Now Victoria is unable to walk. She can’t feed or dress herself. She can’t even speak. She is confined to the top floor of her house with twenty-four-hour care.
Sylvia Robinson is hired by Victoria’s husband to help care for her. But it turns out Victoria isn’t as impaired as Sylvia was led to believe. There’s a story Victoria desperately wants to tell… if only she could get out the words. R
Then Sylvia discovers Victoria’s diary hidden away in a drawer.
And what’s inside is shocking.
Review
Adam seems to be the perfect man: handsome, with a beautiful home, kind and caring towards his wheelchair bound wife, Victoria, so of course when he offers Sylvia a job to help with her care she doesn’t think twice about it and accepts right away, with maybe a bit more intentions than just getting a new professional opportunity.
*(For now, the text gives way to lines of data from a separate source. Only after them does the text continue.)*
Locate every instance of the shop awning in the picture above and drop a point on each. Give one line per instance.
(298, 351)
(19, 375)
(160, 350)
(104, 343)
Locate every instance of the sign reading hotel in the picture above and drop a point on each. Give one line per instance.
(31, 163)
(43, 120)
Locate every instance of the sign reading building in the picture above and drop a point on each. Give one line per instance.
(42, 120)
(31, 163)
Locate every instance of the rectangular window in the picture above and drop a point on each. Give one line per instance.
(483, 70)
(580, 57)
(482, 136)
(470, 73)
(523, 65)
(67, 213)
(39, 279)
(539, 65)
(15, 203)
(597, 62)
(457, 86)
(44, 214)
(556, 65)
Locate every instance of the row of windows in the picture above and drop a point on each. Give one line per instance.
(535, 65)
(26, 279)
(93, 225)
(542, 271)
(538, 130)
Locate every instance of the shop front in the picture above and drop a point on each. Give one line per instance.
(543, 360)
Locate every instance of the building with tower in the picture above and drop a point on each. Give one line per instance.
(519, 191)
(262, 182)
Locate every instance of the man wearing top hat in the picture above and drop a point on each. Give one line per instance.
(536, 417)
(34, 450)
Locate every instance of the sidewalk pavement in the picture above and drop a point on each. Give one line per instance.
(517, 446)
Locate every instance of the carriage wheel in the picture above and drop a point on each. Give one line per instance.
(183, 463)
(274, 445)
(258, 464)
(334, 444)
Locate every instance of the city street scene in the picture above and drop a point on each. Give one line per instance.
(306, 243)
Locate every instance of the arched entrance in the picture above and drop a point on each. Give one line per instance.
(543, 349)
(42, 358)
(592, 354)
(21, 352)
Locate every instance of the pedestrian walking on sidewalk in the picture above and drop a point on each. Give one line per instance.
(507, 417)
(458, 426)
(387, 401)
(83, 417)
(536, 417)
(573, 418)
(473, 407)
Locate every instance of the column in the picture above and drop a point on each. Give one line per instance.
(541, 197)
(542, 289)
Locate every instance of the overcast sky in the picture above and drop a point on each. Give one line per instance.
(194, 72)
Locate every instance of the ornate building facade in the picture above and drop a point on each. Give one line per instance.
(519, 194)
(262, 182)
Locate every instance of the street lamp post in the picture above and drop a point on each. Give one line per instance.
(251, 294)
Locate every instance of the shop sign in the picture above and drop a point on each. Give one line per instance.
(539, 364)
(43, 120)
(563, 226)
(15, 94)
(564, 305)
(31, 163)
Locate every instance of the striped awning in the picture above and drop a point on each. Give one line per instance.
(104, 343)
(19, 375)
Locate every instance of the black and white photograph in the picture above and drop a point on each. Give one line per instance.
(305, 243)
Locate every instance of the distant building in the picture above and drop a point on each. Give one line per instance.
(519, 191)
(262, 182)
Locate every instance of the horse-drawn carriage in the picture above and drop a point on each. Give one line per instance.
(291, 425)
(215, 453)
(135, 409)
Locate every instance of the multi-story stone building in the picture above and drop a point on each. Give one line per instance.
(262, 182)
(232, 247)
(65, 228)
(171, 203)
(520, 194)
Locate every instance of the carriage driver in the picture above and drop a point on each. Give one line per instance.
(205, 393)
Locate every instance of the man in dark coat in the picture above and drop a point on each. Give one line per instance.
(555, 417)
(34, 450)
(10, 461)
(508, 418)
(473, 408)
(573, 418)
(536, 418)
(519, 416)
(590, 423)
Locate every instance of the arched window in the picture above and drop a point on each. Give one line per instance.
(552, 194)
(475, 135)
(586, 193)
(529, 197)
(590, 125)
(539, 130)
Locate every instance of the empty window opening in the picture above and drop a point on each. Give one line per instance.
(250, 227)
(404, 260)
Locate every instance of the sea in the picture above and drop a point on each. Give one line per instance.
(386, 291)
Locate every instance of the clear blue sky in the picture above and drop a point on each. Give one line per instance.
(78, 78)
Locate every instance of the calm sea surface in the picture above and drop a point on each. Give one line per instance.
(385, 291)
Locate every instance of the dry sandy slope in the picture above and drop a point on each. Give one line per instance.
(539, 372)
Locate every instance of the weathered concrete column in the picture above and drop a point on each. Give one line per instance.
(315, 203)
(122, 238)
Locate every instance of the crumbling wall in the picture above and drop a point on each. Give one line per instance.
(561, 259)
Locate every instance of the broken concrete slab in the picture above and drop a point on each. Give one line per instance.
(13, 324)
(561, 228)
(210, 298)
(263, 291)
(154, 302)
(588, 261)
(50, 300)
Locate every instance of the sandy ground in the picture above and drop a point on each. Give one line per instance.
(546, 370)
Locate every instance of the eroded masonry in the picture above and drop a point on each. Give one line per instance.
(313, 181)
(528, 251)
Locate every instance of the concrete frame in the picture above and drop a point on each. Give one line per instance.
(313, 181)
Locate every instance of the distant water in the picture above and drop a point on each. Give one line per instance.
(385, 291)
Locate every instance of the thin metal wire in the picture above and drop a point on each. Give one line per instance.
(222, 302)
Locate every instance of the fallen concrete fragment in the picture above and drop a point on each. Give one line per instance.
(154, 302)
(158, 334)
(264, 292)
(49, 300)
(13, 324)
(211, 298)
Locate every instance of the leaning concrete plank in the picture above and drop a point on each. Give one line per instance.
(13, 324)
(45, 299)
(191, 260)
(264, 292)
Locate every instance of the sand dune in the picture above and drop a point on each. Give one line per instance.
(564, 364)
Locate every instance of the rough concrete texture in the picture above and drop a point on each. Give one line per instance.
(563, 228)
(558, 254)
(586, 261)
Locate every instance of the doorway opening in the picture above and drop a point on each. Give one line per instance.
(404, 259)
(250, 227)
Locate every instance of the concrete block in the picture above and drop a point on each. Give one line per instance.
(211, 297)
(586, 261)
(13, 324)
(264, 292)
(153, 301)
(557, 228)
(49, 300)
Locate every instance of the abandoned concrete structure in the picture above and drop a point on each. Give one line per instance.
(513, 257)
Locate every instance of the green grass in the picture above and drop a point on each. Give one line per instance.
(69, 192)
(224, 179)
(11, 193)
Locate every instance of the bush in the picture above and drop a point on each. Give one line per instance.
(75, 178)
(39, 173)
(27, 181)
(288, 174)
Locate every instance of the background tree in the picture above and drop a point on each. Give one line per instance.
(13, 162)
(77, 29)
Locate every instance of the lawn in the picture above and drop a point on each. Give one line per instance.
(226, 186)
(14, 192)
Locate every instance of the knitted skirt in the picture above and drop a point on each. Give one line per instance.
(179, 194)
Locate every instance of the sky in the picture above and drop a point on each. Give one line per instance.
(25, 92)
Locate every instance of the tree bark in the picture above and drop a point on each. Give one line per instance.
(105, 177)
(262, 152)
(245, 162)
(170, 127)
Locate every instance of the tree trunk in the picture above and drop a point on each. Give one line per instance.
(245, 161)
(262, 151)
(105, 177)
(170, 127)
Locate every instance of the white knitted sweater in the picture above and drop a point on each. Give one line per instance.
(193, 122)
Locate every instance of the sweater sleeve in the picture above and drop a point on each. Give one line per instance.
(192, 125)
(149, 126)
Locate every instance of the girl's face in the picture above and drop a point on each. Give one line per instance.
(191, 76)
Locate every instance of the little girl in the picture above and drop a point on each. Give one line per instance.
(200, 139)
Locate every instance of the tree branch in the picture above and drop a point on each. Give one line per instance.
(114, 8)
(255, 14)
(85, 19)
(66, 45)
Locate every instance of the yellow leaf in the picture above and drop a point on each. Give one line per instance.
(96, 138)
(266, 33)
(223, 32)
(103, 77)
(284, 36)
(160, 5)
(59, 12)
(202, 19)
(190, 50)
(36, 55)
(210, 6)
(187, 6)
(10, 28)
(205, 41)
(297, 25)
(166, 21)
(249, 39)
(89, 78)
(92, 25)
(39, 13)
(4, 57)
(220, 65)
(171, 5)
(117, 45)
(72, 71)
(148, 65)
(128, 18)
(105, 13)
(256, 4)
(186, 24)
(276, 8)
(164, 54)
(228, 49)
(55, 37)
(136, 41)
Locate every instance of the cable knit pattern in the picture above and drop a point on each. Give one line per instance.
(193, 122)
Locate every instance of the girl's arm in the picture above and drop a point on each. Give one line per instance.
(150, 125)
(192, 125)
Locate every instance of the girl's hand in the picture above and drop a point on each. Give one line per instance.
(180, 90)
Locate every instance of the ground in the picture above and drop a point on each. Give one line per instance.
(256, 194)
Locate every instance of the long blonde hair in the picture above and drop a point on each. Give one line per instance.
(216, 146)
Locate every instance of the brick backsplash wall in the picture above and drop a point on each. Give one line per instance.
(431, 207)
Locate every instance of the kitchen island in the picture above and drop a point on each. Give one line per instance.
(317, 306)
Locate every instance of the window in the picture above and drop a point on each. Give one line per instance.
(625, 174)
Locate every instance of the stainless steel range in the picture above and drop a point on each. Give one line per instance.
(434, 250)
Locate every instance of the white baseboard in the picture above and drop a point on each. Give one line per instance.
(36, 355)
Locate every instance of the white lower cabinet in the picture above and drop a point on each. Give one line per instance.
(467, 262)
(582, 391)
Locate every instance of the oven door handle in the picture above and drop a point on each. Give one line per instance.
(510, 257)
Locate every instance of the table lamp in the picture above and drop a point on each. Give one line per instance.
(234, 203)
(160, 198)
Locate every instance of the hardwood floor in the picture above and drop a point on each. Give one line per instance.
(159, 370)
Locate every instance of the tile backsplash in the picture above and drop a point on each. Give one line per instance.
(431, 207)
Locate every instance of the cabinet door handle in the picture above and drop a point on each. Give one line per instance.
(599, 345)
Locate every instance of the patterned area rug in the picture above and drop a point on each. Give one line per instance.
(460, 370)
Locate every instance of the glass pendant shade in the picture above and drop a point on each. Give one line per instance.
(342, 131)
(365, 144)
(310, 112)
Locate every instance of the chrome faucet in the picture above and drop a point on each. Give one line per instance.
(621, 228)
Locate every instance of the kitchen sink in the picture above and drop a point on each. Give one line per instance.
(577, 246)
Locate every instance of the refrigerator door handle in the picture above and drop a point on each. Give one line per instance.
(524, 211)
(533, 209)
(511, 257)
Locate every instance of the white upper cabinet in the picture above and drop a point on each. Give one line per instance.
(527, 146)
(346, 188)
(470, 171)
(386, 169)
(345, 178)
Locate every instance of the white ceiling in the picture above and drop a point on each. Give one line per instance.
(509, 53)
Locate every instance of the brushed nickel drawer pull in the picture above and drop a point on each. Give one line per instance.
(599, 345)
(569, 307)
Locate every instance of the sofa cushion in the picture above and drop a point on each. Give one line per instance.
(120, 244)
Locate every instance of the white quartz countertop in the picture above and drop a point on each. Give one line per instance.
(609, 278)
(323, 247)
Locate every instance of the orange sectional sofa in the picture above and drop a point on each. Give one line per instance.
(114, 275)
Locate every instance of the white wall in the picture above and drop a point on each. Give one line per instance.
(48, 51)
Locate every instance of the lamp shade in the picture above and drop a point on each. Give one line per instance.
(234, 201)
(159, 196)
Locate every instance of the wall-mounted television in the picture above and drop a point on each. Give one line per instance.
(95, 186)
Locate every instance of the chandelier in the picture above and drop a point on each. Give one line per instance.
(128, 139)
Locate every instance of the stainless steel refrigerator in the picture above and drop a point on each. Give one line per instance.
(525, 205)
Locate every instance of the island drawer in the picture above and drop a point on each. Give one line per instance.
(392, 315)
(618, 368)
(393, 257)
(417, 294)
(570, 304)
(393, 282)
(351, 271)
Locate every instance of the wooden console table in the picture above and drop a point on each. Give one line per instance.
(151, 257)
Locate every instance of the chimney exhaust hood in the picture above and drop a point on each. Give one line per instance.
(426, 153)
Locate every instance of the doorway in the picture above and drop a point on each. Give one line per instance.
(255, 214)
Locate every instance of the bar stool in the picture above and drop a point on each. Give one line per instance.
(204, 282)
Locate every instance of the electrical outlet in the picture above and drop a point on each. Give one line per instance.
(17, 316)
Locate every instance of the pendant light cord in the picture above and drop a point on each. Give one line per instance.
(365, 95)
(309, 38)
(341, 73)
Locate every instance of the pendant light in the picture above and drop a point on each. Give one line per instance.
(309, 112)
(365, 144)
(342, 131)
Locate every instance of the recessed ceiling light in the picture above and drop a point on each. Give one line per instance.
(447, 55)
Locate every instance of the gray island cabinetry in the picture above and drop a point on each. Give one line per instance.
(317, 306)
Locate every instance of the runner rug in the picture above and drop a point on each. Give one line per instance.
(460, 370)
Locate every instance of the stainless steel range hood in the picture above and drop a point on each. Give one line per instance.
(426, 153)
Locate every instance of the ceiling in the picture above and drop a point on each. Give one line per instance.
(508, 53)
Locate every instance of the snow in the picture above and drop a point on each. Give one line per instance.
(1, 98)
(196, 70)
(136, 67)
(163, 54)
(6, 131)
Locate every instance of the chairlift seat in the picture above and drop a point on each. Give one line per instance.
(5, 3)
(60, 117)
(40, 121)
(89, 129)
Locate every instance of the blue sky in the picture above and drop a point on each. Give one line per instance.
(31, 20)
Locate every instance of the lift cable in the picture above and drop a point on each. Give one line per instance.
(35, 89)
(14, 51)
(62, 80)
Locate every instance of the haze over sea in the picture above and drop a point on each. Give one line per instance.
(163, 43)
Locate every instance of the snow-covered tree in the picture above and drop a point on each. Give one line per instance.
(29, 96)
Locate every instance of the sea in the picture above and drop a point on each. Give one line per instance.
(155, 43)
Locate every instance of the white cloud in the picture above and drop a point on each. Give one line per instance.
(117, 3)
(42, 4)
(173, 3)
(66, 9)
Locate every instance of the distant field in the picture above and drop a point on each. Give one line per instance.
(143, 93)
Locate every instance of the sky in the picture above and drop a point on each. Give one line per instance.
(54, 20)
I read Verity and The Wife Upstairs by Rachel Hawkins before this one, so Freida’s version is the last retelling I read of Jane Eyre – though I still have to read the OG!
I of course knew how this was going to down but I liked the little new twists that Freida did, if only for how they made the book/story “hers”, but I didn’t like how all things ended. Loved the dual POV chapters from Sylvia and Victoria, though.
As it is as always with McFadden’s books this was fast, engaging, and the writing just sucks you in even though the plot itself isn’t new nor you feel like the book is outstanding. Her writing is just so addictive and I know I am bound to have a great time whenever I pick up one of her books.